To be attractive, be sure your company has a professional website with compelling content on a careers page and sections that showcase your credibility.
Not all prospective employees are immediately available or looking for new employment opportunities now. So, recruitment efforts must also be memorable.
Remember, you are competing with other landscape and construction-related companies in your same market. So, why should potential employees choose you? A business that showcases its strengths and differences can be compelling. Is your company a fun place to work? Are you family-friendly? Do you offer better pay? Highlighting perks or benefits that might be most attractive to your candidates is paramount to be effective in attracting qualified, enthusiastic employees.
Finally, what do you value? And why do you do what you do? Companies that have clearly and frequently messaged core values, core competencies, and purpose achieve above-average profitability.

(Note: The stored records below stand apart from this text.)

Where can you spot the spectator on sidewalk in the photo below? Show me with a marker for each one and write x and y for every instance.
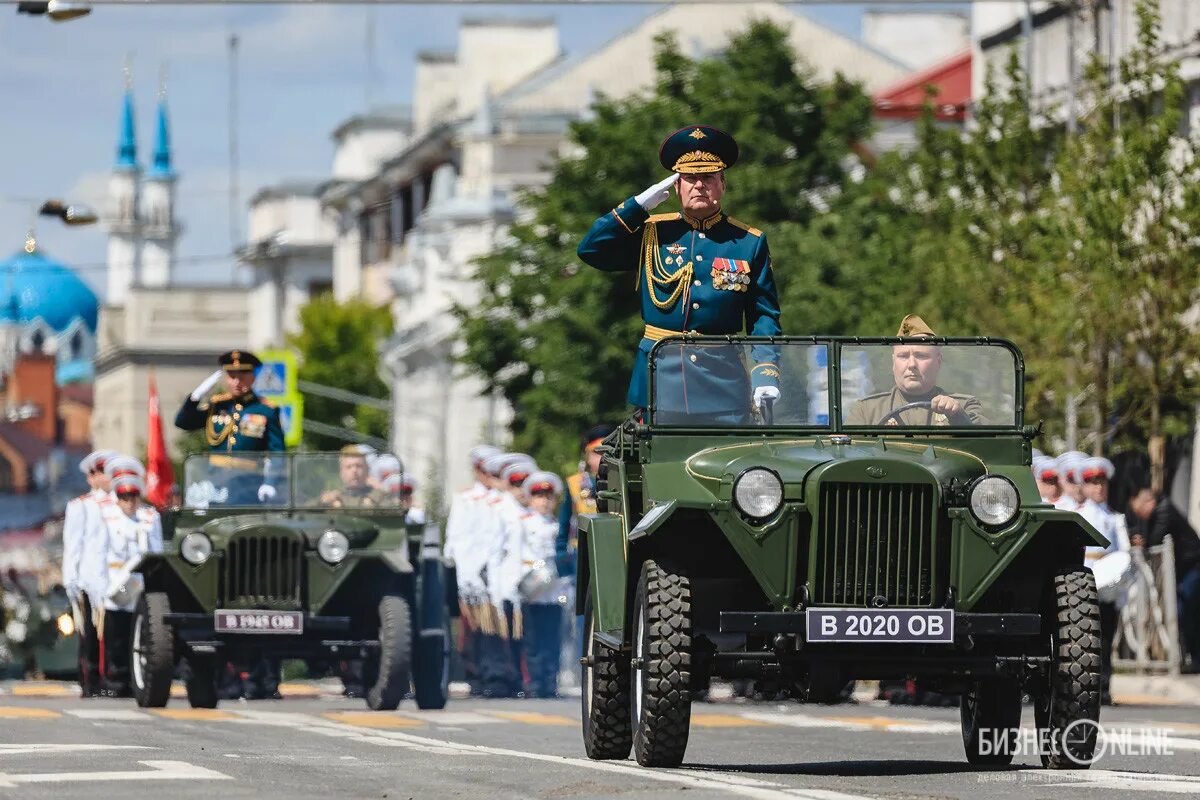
(1159, 518)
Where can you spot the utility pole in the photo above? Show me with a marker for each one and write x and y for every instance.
(234, 236)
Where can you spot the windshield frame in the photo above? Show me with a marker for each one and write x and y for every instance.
(287, 469)
(835, 344)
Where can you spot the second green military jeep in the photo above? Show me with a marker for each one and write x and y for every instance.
(879, 521)
(322, 565)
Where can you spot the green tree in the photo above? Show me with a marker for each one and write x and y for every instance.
(557, 337)
(339, 346)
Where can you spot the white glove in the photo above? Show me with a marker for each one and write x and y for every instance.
(207, 385)
(657, 193)
(765, 392)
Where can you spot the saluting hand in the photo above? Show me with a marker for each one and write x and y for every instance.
(657, 193)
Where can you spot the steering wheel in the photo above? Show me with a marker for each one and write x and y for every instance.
(907, 407)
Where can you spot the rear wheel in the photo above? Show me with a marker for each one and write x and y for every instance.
(431, 671)
(202, 683)
(151, 650)
(1067, 704)
(991, 721)
(661, 667)
(389, 669)
(605, 696)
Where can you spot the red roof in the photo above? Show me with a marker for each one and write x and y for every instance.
(951, 82)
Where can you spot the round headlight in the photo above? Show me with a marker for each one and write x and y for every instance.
(994, 500)
(757, 493)
(333, 546)
(196, 548)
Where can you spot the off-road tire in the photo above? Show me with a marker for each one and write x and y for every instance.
(202, 683)
(607, 733)
(987, 708)
(151, 651)
(431, 671)
(661, 667)
(393, 667)
(1068, 701)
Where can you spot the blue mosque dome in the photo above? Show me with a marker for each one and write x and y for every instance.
(34, 286)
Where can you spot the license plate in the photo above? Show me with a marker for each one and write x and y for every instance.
(251, 621)
(894, 625)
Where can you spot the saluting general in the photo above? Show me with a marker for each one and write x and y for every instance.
(238, 420)
(699, 271)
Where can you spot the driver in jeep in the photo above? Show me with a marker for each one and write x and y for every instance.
(357, 492)
(916, 400)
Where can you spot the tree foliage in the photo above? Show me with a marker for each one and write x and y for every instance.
(339, 346)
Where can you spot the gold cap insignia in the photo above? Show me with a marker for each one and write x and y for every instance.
(913, 325)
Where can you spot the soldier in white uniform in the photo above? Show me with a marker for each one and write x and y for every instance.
(543, 591)
(1113, 565)
(126, 530)
(460, 551)
(75, 527)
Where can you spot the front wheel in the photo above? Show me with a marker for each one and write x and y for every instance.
(661, 667)
(151, 650)
(990, 711)
(1067, 703)
(605, 696)
(390, 668)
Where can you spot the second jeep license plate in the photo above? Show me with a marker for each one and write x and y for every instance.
(899, 625)
(251, 621)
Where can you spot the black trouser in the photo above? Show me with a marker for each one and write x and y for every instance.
(1109, 617)
(543, 642)
(88, 647)
(118, 627)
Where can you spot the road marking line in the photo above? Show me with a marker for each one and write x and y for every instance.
(726, 721)
(112, 715)
(205, 715)
(159, 771)
(41, 690)
(534, 717)
(53, 749)
(22, 713)
(466, 719)
(372, 720)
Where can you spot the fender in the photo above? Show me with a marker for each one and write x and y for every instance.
(603, 573)
(1037, 523)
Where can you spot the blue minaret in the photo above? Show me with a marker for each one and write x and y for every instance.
(162, 167)
(127, 146)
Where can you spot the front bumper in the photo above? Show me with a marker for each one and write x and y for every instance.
(965, 624)
(322, 636)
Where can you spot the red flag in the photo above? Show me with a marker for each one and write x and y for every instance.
(160, 474)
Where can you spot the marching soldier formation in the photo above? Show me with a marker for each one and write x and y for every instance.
(105, 535)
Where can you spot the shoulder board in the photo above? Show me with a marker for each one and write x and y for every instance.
(738, 223)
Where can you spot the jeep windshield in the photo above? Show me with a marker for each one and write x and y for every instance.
(300, 481)
(886, 385)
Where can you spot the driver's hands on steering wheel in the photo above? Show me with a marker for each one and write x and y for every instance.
(946, 404)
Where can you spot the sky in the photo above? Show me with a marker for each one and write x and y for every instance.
(303, 68)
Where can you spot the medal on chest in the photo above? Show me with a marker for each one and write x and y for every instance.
(731, 275)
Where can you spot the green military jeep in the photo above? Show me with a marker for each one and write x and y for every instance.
(323, 565)
(879, 521)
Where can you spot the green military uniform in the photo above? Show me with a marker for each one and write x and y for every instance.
(871, 409)
(875, 409)
(363, 497)
(244, 423)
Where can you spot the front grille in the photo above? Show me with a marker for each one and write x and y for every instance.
(263, 571)
(875, 545)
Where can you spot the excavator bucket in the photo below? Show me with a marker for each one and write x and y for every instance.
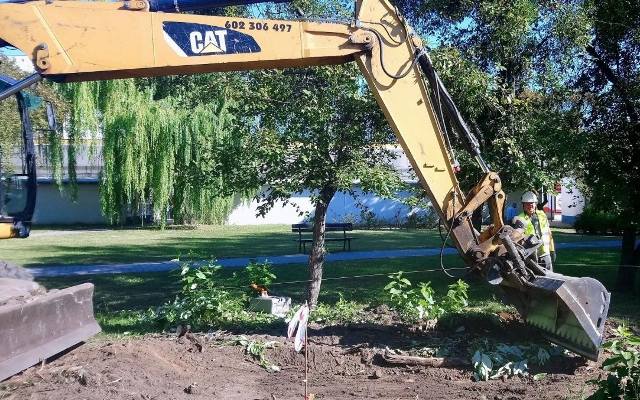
(35, 325)
(569, 311)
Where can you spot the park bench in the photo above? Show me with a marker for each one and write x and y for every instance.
(307, 228)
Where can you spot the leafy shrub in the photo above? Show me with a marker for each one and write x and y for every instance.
(343, 311)
(202, 300)
(496, 361)
(623, 367)
(457, 297)
(257, 350)
(418, 303)
(260, 273)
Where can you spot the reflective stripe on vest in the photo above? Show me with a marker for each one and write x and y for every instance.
(529, 229)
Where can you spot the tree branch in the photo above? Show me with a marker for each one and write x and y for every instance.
(615, 81)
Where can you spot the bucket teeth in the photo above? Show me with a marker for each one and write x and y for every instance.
(569, 311)
(44, 326)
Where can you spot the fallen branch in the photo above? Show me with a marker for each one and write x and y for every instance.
(434, 362)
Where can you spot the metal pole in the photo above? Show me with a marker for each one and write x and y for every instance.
(20, 85)
(306, 362)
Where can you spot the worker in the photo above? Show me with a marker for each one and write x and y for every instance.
(512, 212)
(534, 222)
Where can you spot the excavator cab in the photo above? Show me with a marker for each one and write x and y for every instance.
(34, 324)
(18, 184)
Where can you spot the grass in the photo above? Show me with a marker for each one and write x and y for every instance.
(50, 247)
(105, 246)
(119, 297)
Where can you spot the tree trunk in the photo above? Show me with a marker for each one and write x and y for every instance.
(316, 258)
(627, 273)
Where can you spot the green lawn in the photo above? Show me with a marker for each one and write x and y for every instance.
(74, 246)
(115, 293)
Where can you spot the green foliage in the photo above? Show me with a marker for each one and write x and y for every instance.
(202, 301)
(623, 368)
(457, 297)
(257, 350)
(494, 361)
(260, 273)
(419, 303)
(342, 312)
(159, 154)
(504, 64)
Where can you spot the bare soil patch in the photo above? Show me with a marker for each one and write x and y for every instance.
(344, 363)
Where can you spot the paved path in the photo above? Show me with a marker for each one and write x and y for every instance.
(76, 270)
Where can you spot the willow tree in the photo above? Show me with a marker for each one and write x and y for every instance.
(157, 154)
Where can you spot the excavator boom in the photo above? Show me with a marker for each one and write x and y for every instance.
(77, 41)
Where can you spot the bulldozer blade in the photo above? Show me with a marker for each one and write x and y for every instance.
(569, 311)
(44, 325)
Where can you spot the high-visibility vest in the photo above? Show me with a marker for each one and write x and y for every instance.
(543, 232)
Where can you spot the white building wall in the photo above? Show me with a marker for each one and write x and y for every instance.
(55, 207)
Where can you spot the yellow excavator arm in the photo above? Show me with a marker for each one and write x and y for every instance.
(77, 41)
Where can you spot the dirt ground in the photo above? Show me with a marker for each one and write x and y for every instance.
(344, 363)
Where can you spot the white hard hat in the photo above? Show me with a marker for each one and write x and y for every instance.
(529, 197)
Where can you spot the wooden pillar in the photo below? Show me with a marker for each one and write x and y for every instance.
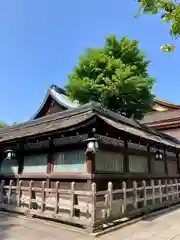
(165, 162)
(90, 168)
(178, 163)
(90, 162)
(50, 159)
(21, 158)
(149, 160)
(126, 156)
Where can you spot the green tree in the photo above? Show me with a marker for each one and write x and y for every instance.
(115, 75)
(3, 125)
(169, 12)
(14, 124)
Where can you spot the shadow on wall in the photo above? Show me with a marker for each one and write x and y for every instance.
(7, 221)
(6, 224)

“Give your employees the opportunity to become learners. Team them. Mentor them. Engage them.”Jonathan Goldhill, executive and stratgeic coach
Rule #2: Hiring great managers takes time.
If you are going to be successful in hiring good employees, follow the simple adage, “Hire slowly, fire quickly.” Too many business owners do the opposite and then struggle with new employees who aren’t completely qualified to do the job. Make it your goal to hire the best you can afford. I recommend hiring “A” players, but I recognize this can be a trap.
Instead, hire learners. Learners are leaders. Don’t get hung up on where they’ve been, what they’ve done or who they did it with and for. Try to read where they are now and where they would like to be in the future. Hire people with passion. This can mean as much or more than talent on their resume. While you surely will pay more for top talent, it’s always worth it.
Leverage your hiring with methodologies such as Topgrading, developed by Brad and Geoff Smart, the brains behind the “A” player hiring developed under Jack Welch at General Electric. Topgrading is a corporate hiring and interviewing method that is intended to identify preferred candidates. The methodology is a 12-step process that includes:
- Extensive and multiple interviews
- Competency questions
- Detailed job scorecards
- Lengthy and comprehensive career history
- Discovery of experience
- Coaching new hires and in-place team members, especially challenging ones
- Asking candidates to set up reference calls with direct supervisors
- Tandem interviews lasting two to four hours
All of that does take time, discipline, organization and preparation to be effective.
I have always shared the simpler “3 x 3 x 3” interview practice: three different interviewers, three different dates and three different locations. I believe if three of your people meet a candidate at three different times/dates and in three different situations/settings, then you can get a pretty good overview of how the candidate will react in different settings.
Meanwhile, spend time talking to candidates about your company’s values and seek to ascertain how well they will fit with your ideal company culture and match up to your company’s core values. If you don’t have those things defined, work on developing them.
Rule #3: Cultivate your current workforce.
Some of your best new hires may come from your current employees – ask them for recommendations and offer them incentives to bring in good people who stay with the company for at least 90 days.
And give your employees the opportunity to become learners. Team them. Mentor them. Engage them. Ask yourself, “What more could I be doing to motivate them?” If you can’t do more, ask yourself if you would enthusiastically rehire them? If not, then why are you not looking to find replacements? It’s not always easy to make these types of choices – perhaps the employee is a family member or maybe he or she just isn’t being effective in the job. But, in the end, you need to do what’s right for you.
Lastly, don’t try to go it alone. There are advisors, coaches and mentors who can help you – all you have to do is reach out.